Project/Area Number |
11650257
|
Research Category |
Grant-in-Aid for Scientific Research (C)
|
Allocation Type | Single-year Grants |
Section | 一般 |
Research Field |
Dynamics/Control
|
Research Institution | SETSUNAN UNIVERSITY |
Principal Investigator |
TAKAWA Takeshi SETSUNAN UNIVERSITY, DEPARTMENT OF INDUSTRIAL AND SYSTEMS ENGINEERING, PROFESSOR, 工学部, 教授 (60236370)
|
Co-Investigator(Kenkyū-buntansha) |
FUKUDA Takehito OSAKA CITY UNIVERSITY, DEPARTMENT OF INTELLIGENT MATERIALS ENGINEERING, PROFESSOR, 工学部, 教授 (40047155)
|
Project Period (FY) |
1999 – 2000
|
Project Status |
Completed (Fiscal Year 2000)
|
Budget Amount *help |
¥2,400,000 (Direct Cost: ¥2,400,000)
Fiscal Year 2000: ¥500,000 (Direct Cost: ¥500,000)

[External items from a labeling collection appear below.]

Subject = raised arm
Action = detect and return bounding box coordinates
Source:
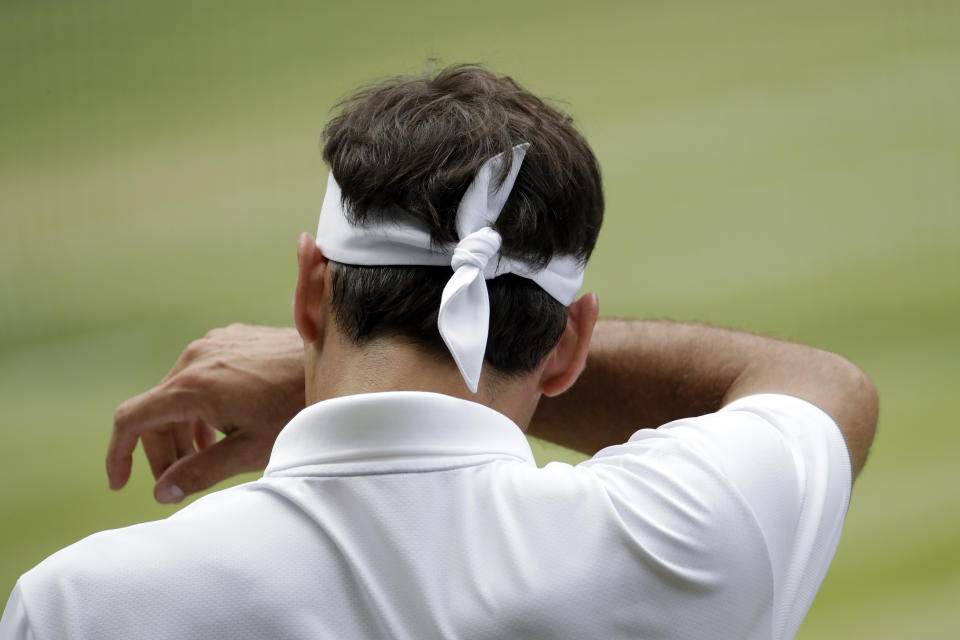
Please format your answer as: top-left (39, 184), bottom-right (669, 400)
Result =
top-left (527, 320), bottom-right (877, 476)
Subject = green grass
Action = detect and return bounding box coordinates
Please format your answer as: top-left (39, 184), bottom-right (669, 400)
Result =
top-left (0, 0), bottom-right (960, 638)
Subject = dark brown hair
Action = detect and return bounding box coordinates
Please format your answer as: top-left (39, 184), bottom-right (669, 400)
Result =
top-left (323, 65), bottom-right (603, 375)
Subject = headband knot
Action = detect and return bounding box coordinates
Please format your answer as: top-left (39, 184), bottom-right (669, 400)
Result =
top-left (317, 143), bottom-right (583, 393)
top-left (450, 227), bottom-right (503, 278)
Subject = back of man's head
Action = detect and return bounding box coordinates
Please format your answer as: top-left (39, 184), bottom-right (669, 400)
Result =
top-left (323, 65), bottom-right (603, 376)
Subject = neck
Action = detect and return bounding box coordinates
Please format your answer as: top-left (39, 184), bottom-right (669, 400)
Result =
top-left (305, 333), bottom-right (540, 429)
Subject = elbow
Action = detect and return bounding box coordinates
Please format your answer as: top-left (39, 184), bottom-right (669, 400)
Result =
top-left (835, 356), bottom-right (880, 476)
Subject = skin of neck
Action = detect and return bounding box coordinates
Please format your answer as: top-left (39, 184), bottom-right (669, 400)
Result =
top-left (304, 322), bottom-right (541, 429)
top-left (293, 233), bottom-right (598, 429)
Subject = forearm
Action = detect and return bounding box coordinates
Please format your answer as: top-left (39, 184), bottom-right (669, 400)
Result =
top-left (527, 320), bottom-right (876, 470)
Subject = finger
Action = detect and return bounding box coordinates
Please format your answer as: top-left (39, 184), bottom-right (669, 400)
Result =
top-left (153, 435), bottom-right (270, 503)
top-left (106, 384), bottom-right (203, 489)
top-left (140, 429), bottom-right (178, 478)
top-left (173, 422), bottom-right (197, 459)
top-left (190, 420), bottom-right (217, 451)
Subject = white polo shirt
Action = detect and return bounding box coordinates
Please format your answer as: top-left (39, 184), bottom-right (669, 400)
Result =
top-left (0, 392), bottom-right (851, 640)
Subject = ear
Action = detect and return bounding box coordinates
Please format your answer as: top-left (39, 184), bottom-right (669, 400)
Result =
top-left (293, 233), bottom-right (329, 342)
top-left (540, 293), bottom-right (600, 397)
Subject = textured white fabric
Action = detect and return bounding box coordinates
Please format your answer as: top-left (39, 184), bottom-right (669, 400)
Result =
top-left (317, 144), bottom-right (583, 393)
top-left (0, 392), bottom-right (851, 640)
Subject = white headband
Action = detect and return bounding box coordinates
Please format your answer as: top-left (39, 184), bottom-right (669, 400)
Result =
top-left (317, 143), bottom-right (583, 393)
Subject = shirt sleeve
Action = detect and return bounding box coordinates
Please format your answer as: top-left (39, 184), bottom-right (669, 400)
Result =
top-left (588, 394), bottom-right (852, 638)
top-left (0, 582), bottom-right (36, 640)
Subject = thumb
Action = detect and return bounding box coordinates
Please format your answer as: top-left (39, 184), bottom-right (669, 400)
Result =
top-left (153, 434), bottom-right (270, 504)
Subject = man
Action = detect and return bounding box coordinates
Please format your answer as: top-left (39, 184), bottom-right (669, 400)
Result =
top-left (0, 66), bottom-right (877, 639)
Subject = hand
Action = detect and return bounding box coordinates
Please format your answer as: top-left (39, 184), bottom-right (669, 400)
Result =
top-left (107, 324), bottom-right (304, 503)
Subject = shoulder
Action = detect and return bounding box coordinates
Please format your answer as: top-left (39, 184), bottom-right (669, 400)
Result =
top-left (18, 485), bottom-right (284, 638)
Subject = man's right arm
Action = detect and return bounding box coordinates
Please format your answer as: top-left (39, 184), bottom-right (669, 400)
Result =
top-left (107, 320), bottom-right (877, 496)
top-left (527, 320), bottom-right (877, 476)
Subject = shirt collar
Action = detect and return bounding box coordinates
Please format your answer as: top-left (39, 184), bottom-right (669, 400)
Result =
top-left (265, 391), bottom-right (535, 476)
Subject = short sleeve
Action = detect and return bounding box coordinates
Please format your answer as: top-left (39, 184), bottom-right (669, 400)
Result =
top-left (585, 394), bottom-right (852, 638)
top-left (711, 394), bottom-right (853, 638)
top-left (0, 582), bottom-right (36, 640)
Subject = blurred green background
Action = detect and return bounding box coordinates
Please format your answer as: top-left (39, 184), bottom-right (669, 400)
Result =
top-left (0, 0), bottom-right (960, 638)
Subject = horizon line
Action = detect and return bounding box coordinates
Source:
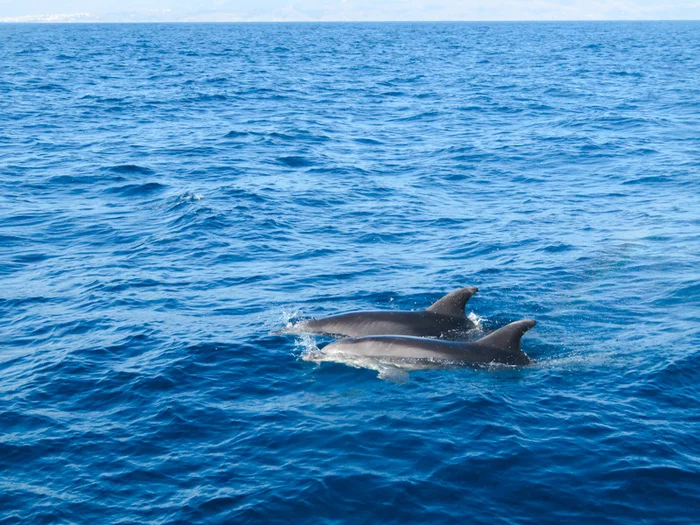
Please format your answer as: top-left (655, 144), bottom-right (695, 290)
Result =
top-left (0, 15), bottom-right (700, 25)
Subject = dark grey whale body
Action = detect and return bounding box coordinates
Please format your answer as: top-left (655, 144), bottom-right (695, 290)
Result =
top-left (294, 287), bottom-right (478, 339)
top-left (319, 319), bottom-right (537, 366)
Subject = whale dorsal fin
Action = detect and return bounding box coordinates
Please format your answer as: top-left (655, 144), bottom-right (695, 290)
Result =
top-left (474, 319), bottom-right (537, 354)
top-left (427, 286), bottom-right (479, 317)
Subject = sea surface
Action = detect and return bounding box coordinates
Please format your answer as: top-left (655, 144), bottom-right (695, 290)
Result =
top-left (0, 22), bottom-right (700, 525)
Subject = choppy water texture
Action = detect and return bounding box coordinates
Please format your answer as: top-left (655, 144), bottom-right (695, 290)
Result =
top-left (0, 22), bottom-right (700, 524)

Fiscal Year 1999: ¥1,900,000 (Direct Cost: ¥1,900,000)
|
Keywords | Smart CFRP Composites / Piezoceramics / ERF / Vibration Control / Fuzzy Model / LMI / Neural Network / Nonlinearity / 複合材構造物 / アクチュエータ / インテリジェント制御 |
Research Abstract |
The application of intelligent control method to vibration control of a composite CFRP beam was investigated. The results obtained are summarized as follows ; (1) A carbon fiber reinforced plastics (CFRP) beam including interleaved electro-rheological fluids (ERF) and bonded piezoceramics was prepared and oscillated under the forced sinusoidal external excitations. Fuzzy model of controlled element containing two actuators was formed because of intensive nonlinearity in ERF actuator. Parameters of fuzzy model were identified by using a hybrid neuro-fuzzy system. (2) Fuzzy controller for vibration suppression of the composite beam was designed based on the fuzzy model by using the optimum regulator method and the idea of parallel dispersive compensation. The stability of the control system was analyzed with trial and error. The effect of vibration control system satisfying the stability conditions was verified by simulation and experiments. (3) Linear matrix inequalities (LMI) satisfying the stability conditions were derived by the use of Lyapunov's stability theory. The stability analysis of the control system became practicable easily without trial and error by solving the LMI.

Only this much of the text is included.